WINTER | In fact, in the first episode back [airing Feb. 1], which is called
“Tone Deaf” “Tone Death,” there are a couple of great sequences that we have never been able to on the show, because Castle and Beckett are hiding the fact that they’re together again.
HAWLEY | It gives us the energy of fighting in public and doing that other thing in private.
TVLINE | At least one of my readers called out what they saw as “conception” imagery during last week’s love scene. Is a baby anywhere in your game plan at this time?
HAWLEY | No.
WINTER | No, there are no plans for a baby.
HAWLEY | This was a question that came up at the beginning of the season, and for us, at least right now, we don’t know how the show would work like that. I understand that other shows have done that, but for us, because Beckett is so “boots on the ground,” kicking ass and taking names, it’s hard to imagine what a pregnant Beckett solving cases looks like.
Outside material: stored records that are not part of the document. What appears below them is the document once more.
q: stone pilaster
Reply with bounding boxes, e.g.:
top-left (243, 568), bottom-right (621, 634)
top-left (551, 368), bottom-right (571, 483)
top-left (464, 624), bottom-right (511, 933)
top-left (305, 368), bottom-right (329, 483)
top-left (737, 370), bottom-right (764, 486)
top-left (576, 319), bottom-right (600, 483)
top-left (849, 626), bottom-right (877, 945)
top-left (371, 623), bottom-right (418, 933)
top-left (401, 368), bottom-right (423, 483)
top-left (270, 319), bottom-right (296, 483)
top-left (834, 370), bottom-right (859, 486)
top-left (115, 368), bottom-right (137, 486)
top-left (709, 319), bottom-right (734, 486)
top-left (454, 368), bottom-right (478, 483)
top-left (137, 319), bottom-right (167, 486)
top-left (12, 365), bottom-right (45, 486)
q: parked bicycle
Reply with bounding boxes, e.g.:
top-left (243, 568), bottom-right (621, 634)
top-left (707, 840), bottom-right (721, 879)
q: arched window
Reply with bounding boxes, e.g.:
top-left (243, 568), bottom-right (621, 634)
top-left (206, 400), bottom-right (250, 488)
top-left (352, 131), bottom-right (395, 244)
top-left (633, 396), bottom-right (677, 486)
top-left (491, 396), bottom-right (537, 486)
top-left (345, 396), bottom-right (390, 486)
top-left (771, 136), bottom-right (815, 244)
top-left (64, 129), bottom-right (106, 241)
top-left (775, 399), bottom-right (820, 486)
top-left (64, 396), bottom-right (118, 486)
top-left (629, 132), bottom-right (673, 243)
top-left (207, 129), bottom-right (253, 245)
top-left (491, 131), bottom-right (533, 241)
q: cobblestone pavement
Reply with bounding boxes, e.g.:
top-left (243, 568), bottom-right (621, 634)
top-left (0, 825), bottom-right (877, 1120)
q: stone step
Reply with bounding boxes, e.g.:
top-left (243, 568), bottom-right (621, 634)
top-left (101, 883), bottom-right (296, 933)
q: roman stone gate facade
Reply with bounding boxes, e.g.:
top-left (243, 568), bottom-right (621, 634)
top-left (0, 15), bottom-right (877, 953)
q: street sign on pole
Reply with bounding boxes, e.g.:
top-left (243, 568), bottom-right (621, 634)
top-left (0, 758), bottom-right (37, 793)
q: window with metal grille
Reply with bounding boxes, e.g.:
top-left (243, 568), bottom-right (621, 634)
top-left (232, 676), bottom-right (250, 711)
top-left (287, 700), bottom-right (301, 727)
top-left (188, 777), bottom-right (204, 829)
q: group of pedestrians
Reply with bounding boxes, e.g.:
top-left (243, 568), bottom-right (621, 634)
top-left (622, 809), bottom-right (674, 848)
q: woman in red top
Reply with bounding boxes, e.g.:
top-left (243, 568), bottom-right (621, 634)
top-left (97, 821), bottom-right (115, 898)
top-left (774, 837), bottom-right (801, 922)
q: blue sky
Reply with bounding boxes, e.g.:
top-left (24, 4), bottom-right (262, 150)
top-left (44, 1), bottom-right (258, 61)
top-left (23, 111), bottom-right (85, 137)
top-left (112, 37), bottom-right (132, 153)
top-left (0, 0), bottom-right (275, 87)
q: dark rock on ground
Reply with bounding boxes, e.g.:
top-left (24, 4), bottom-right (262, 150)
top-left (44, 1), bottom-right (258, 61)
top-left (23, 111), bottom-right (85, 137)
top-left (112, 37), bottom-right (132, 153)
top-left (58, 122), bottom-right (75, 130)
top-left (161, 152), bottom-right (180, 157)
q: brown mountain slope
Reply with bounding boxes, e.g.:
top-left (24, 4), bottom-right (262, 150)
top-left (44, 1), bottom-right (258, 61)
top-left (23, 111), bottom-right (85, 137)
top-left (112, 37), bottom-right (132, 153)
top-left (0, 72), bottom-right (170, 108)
WINTER | And we have to ask ourselves: How is it helpful to our storytelling going forward if and when she gets pregnant? It’s not off the table, but there’s nothing planned for anytime soon.
TVLINE | I wanted to talk about ratings. When Season 8 premiered, the show admittedly returned down versus last year. But even since then, it’s been hovering at or around lows. Are you feeling under the gun to win back some disenfranchised viewers and nudge the numbers back up?
HAWLEY | Here’s the thing: We returned at a number that we have basically done every episode since. And once you factor in the DVR numbers, we’re doing around 9 to ten million viewers a week, which is a really healthy number these days for network television.
TVLINE | But that number a year ago was 13 million.
HAWLEY | I know we used to be 13 [million], I understand that. Even Quantico, which is a hit for ABC, is doing seven to eight million a week [with DVR playback]. Obviously the 18-to-49 demo number is not as strong as we’d like it to be, but all we can do is try to tell really good stories and hope that people want to watch them.